Back to his Local Roots
Mayor Kenney named Christopher McGinley to a seat on the School Reform Commission. The 58 year-old has over twenty years of experience teaching in the Philadelphia school system and is currently teaching educational leadership at Temple University.
The mayor said that his choice was made because of McGinley’s overwhelming experience. In a statement, Mayor Kenney said, “His educator lens is exactly what the SRC needs in order to build on the district’s gains in recent years.”
He continued by mentioning McGinley’s passion for public education and wanting to reduce the current gap in achievement. Kenny feels with his background in administration for a number or school districts will be helpful in creating a smooth transition.

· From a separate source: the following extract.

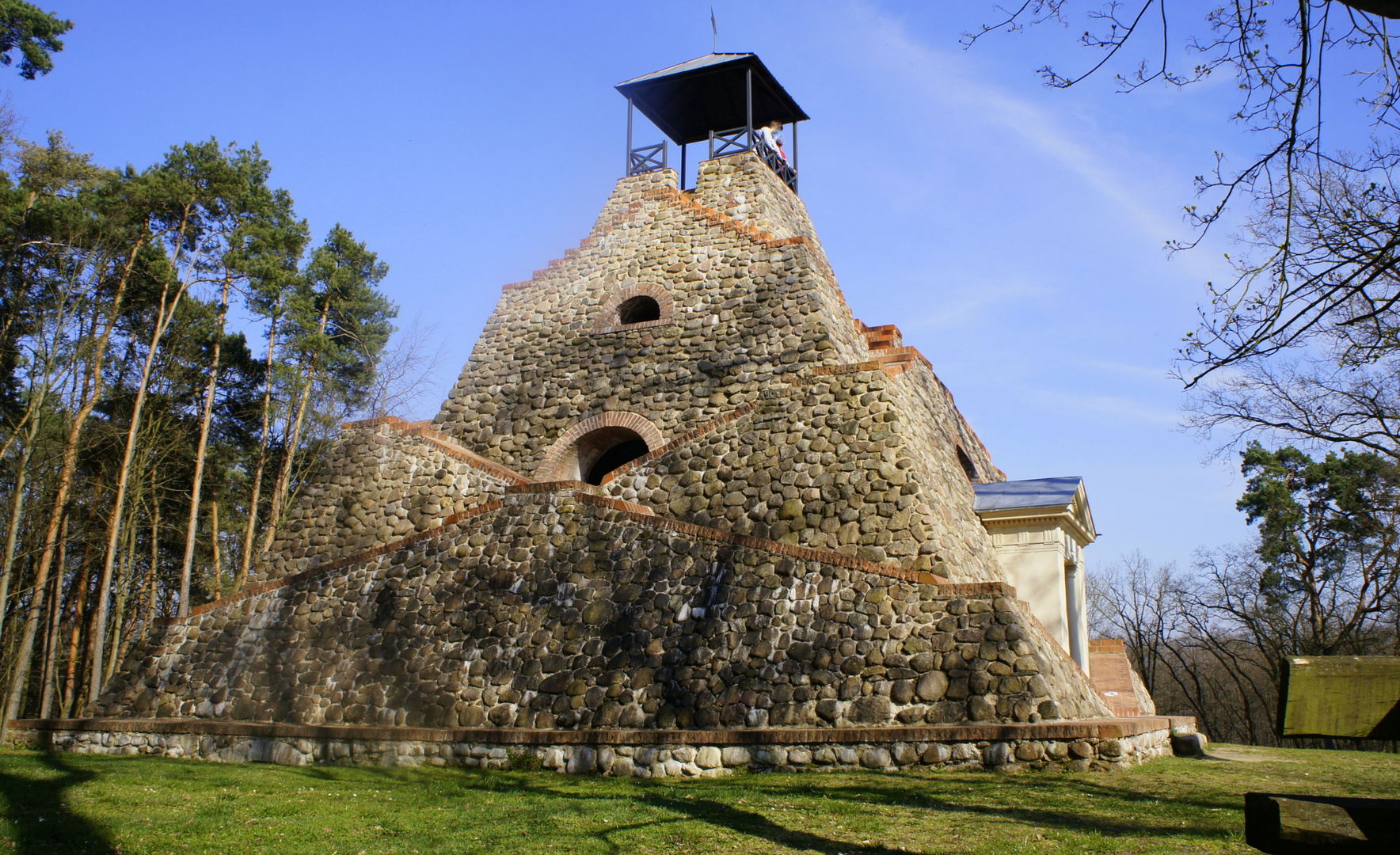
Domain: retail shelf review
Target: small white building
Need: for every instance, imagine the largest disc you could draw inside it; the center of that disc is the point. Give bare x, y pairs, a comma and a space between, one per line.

It had been a few years since he has been in Philadelphia. He was not expecting to hear from the SRC in this fashion, but when the mayor concerning this position contacted him, he did not turn it down. He is a strong believer in public education and is honored to have this opportunity.
McGinley first started as a special-education teacher at Frankford High School. From there he worked as a principal at Adaire Elementary and later as a central administrator at Austin Meehan Middle School.
The first test for the new SRC member will be this week at his first meeting. The commission will be reviewing new charter school applications. Even though McGinley has worked in different school districts, he does have some experience with charter schools. He is not for or against charter schools, but each application has to be reviewed meticulously.
“My heart is with traditional public schools- that is where I went to school and that’s where I worked for 35 years,” said McGinley, “But I’ve also seen some wonderful work in charter schools.”
There has been widespread praise in the mayor choosing McGinley for the SRC. Superintendent William R. Hite Jr. says it was a “great addition to the SRC” while City Council President Darrell L. Clarke said he is very interested to see how is experience in more wealthy school districts would help him find the deficiencies within the Philadelphia School District.